I pushed through and continued checking things off my list. It wasn’t until I made it to the produce that I saw the ticket to my chicken parmesan, resting between the egg roll wrappers and the Wholly Guacamole, the wonton wrappers. Yes, yes, yes! I knew they could hold up in a hearty Italian dish, the Mini Lasagna Cups are a proven hit. I quickly scratched leftovers off the menu-plan for Thursday and added parmesan chicken. Last night, I switched meals and I finally satisfied my craving for chicken parmesan.
Now, they probably look much fancier than they actually are. You should know, I’m intimidated by recipes with a million ingredients and 27 different steps. My attention span just doesn’t hang on long enough for that. Here’s the quick and easy version. Both Allen and Braylen agree, best dinner I’ve cooked in a long time.
For chicken tenders, I used Rachael Ray’s oven-baked chicken recipe, I just tweaked it slightly by adding parmesan cheese to the bread crumbs. We had extra so I’ll let BK eat them for lunch during the week. If you want to make just enough, you could cut this recipe by 1/3.
- 1 1/2 pounds chicken tenders
- 1 1/2 cups flour
- 2 eggs, beaten
- 1/4 cup milk
- 2 cups breadcrumbs, seasoned or unseasoned
- 1/2 c parmesan cheese
- Salt and black pepper
Preheat oven to 375 degrees.
Season the chicken tenders with salt and pepper, I used chicken breast so I cut them into strips and cut each strip into thirds to make small pieces for the muffin tin.
Use three shallow bowls. In the first bowl, beat eggs and milk. In the second bowl, add salt and black pepper to the flour. In the third bowl, mix the breadcrumbs and parmesan cheese. Coat chicken by dipping in the flour, then into the eggs, then coating with the breadcrumb mixture. Place on a cookie sheet (I lightly greased mine with olive oil). Bake 12-15 minutes.
Go ahead and turn the oven down to about 325 degrees. Once the chicken tenders are cooked, the hardest part is over, here’s what you need for the rest of the dish.
- 12 wonton wrappers
- 1/2 c marinara sauce
- 1/8 c shredded parmesan
- 3 slices of mozzarella cheese (from the block) Edited to add: We use the large blocks of cheese from Sam’s, you calories can add up quickly if you aren’t careful here. Make your slices thin and you can easily cut it into fourths. If you are using the small, rectangular blocks from the grocery store, just cut your slice in half.
Grease a muffin pan lightly with olive oil. Place one wonton wrapper into each spot in the muffin tin. Add a piece chicken, spoon about 1 tablespoon of marinara over each piece of chicken. Place 1/4 slice of cheese over the top and sprinkle with parmesan, parsley and basil.

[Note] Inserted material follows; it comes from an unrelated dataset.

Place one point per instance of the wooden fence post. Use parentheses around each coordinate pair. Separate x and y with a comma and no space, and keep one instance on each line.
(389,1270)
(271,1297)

Bake until the edges of the wonton wrapper turn dark brown.
Calorie Info: I calculated calories based on the specific ingredients that I used, actual calories may vary depending on the brand and nutritional content of your ingredients. I deducted for the leftover breadcrumbs, flour and eggs and I cut the final calorie count of the chicken by 1/3. If you coat yours heavily, you’ll need to add extra calories for that part, but we used a light coating and it saved a few calories when the leftover breadcrumbs were deducted. Recipe yields 12 individual chicken parm-mini’s, each mini has about 140 calories.